Bei archäologischen Grabungen im vergangenen Jahr wurden erstaunliche Entdeckungen gemacht. Foto: Archivfoto:Bulgrin - Archivfoto:Bulgrin

Der Start der Bauarbeiten lässt auf sich warten. Die Archäologen haben ihre Arbeit auf dem Karstadt-Areal derweil größtenteils erledigt – und interessante Entdeckungen gemacht.

Esslingen Der Start der Bauarbeiten für das neue Einkaufszentrum „Die Via“ auf dem Karstadt-Areal lässt nach wie vor auf sich warten. Derweil haben die Archäologen bei ihren Untersuchungen auf dem Gelände im Bereich der Ehnisgasse weitere spannende Funde gemacht. Schon im vergangenen Jahr hatten sich die historischen Spurensucher sehr angetan von dem gezeigt, was sie in der Erde entdeckt hatten. Von Sensationen will man beim Landesamt für Denkmalpflege in Esslingen zwar nicht sprechen – aber man habe durchaus interessante Erkenntnisse gewonnen.

Jonathan Scheschkewitz, Fachbereichsleiter für Mittelalter- und Neuzeitarchäologie am Esslinger Landesamt für Denkmalpflege, sagt: „Im 16., 17. und 18. Jahrhundert ist auf dem Areal unglaublich viel passiert.“ Aus dieser Zeit habe man bei den jüngsten Grabungen im Bereich der Ehnisgasse sehr viel gefunden. Zudem sei man auch wieder auf eindeutig spätmittelalterliche Funde gestoßen. „Genaues kann man dazu noch nicht sagen, aber es sieht so aus, als ob es sich um Gebäudestrukturen aus dem 13. und frühen 14. Jahrhundert handelt.“ Unter anderem habe man sogenannte Becherkacheln gefunden, die typisch seien für diese Zeit.

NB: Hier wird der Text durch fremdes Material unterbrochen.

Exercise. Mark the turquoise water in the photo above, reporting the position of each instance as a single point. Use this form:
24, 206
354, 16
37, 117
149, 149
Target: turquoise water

An sich seien diese Entdeckungen nicht sehr ungewöhnlich in Esslingen, sagt Jonathan Scheschkewitz. Aber sie seien aus dem Grund so interessant, weil damit archäologisch belegbar sei, dass es zur Zeit des Baus der historischen Häuser in der Ehnisgasse 16 und 18 auch noch andere Gebäude auf diesem Areal gab. Diese zwei Häuser seien um 1298 erbaut worden – und zwar zunächst als ein zusammenhängender Bau. Erst später wurden daraus zwei Häuser. Auch die Gebäude Nummer 14 und 20 wurden erst später errichtet, laut Scheschkewitz vermutlich im 16. Jahrhundert. Im Hinterhof der beiden älteren Gebäude habe man Reste von möglichen Kellerbauten aus dem späten 13. oder frühen 14. Jahrhundert gefunden. „Die Funde sind eine Bestätigung dafür, dass es eine bauzeitliche Nutzung des Areals gab“, so Scheschkewitz.

Angesichts der Funde im vergangenen Jahr sei das zwar nicht mehr allzu überraschend gewesen, aber eben eine weitere Bestätigung der Erkenntnisse. „Das sind erst mal nur Mosaiksteine“, sagt Scheschkewitz – aus denen sich aber ein Bild ergeben kann. „Das ist jetzt ein weiterer Punkt in der historischen Pliensauvorstadt, an dem zu recht früher Zeit gesiedelt wurde.“ Bis vor Kurzem habe man gedacht, vor allem im Nordosten der Pliensauvorstadt, die sich in früheren Zeiten an dieser Stelle befand, hätten sich so früh Menschen angesiedelt.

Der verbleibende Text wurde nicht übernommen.